Farklı kesimlerde tüm dünyada her öge vardır. Batı dünyasında daha ziyade bireysellik ön plandadır. Bireyin kilosundan tutun, lisana hakimiyeti, aldığı belgeler yapabildiği işler, uzmanlık alanları hep iletişimde tartılır. Art niyetli olmama bir kıstas değildir çünkü her insandan bilinçli veya bilinçsiz art niyet beklenir. Meritokrasi yani çıkar ön plana geçmiştir.
Doğuda ise daha ziyade “samimiyet, art niyetli olup olmama” ve halka yönelmesi daha bir ön plandadır. Bireysellikten ziyade çünkü birey olmaktan ziyade sempati iyi anlaşma ön plandadır. Meritokrasiden ziyade benden yana veya bizden yaftası daha önemlidir. Çıkarcı olmak neredeyse negatiftir. \”Gönülden\” bağlılık daha bir önplandadır.

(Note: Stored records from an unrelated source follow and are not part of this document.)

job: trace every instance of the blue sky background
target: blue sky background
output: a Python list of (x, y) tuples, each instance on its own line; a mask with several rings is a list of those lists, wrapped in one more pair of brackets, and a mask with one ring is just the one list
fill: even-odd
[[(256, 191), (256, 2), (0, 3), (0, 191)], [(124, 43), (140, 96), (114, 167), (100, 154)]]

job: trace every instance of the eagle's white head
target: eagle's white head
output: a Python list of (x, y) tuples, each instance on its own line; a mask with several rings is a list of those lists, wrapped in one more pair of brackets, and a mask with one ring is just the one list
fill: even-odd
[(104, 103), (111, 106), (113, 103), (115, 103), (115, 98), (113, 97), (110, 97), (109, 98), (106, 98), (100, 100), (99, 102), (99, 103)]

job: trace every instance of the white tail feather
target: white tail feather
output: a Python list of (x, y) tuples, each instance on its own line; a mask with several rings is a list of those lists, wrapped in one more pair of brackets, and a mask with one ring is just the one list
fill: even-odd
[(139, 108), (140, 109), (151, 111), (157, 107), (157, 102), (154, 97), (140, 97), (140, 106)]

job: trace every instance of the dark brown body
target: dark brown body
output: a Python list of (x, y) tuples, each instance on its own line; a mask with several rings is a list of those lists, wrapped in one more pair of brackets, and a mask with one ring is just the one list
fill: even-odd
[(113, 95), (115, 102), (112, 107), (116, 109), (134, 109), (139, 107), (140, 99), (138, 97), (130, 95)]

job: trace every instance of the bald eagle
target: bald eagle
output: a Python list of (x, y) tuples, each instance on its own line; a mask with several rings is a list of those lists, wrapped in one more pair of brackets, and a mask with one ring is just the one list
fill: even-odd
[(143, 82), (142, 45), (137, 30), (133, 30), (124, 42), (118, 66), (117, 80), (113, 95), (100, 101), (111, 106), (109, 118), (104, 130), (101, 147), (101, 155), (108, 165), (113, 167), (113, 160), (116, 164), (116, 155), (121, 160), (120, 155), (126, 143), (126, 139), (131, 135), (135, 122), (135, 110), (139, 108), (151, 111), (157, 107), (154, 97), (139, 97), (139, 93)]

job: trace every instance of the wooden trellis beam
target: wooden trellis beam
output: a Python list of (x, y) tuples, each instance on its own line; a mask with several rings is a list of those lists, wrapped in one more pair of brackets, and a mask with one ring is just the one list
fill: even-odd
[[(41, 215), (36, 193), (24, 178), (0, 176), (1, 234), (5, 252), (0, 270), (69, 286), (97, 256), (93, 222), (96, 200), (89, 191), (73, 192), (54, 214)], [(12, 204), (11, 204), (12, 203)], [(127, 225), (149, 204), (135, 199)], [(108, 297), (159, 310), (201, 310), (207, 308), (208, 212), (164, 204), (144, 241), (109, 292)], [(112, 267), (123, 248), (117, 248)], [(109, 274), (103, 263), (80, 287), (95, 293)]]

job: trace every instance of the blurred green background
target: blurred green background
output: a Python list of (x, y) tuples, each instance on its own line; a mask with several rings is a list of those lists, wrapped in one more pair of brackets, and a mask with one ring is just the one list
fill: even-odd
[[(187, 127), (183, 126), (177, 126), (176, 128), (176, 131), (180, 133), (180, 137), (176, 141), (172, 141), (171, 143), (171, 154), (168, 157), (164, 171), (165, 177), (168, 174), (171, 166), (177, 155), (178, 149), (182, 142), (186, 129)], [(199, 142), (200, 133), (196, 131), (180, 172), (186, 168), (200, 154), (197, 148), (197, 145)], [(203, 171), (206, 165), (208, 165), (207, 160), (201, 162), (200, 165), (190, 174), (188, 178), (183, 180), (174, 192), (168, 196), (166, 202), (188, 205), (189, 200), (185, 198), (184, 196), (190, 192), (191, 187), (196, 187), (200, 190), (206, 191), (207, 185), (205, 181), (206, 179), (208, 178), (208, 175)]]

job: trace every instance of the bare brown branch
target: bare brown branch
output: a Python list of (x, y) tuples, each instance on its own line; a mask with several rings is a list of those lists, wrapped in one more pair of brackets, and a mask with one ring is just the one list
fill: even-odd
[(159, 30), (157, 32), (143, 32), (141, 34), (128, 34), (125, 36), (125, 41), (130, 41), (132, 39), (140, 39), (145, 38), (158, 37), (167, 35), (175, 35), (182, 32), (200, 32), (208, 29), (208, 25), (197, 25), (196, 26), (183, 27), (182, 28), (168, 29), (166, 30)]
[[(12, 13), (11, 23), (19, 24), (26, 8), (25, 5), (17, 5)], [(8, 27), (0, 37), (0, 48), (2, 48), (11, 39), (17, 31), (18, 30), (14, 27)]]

Doğal olarak bu unsurlardan hepsi hem doğuda hem batıda vardır ve benden veya benden değil temel bilinç ögesi olarak doğu ve batı arasında olduğu gibi her ülke veya farklı iklim şartlarında yaşayanlar arsında bile vardır. Zaten inancıma göre bilincimizin temelinde yatan da bu benden veya benden değil ayırımıdır.
Gençler ve yaşlılar arasında da bu benden ve benden değil ayrımı vardır.
Gençler doğaçlama olanı severler halbuki yaşlı doğaçlama beyin ameliyatı yapılmayacağını bilir. Hayaller ve istekler ne olursa olsun tek tek adımların nedenleriyle birlikte bilinçte yerleşmesi iyi niyet yanı sıra gerekir.
Aşağılanmaktan kimse hoşlanmaz. “Batı” da “bizi” epeyce “aşağıladı” genel kesimin bilmediği onlar kendi aralarında da birbirlerini aşağılarlar. Biz daha kendimize bakma sürecindeyiz.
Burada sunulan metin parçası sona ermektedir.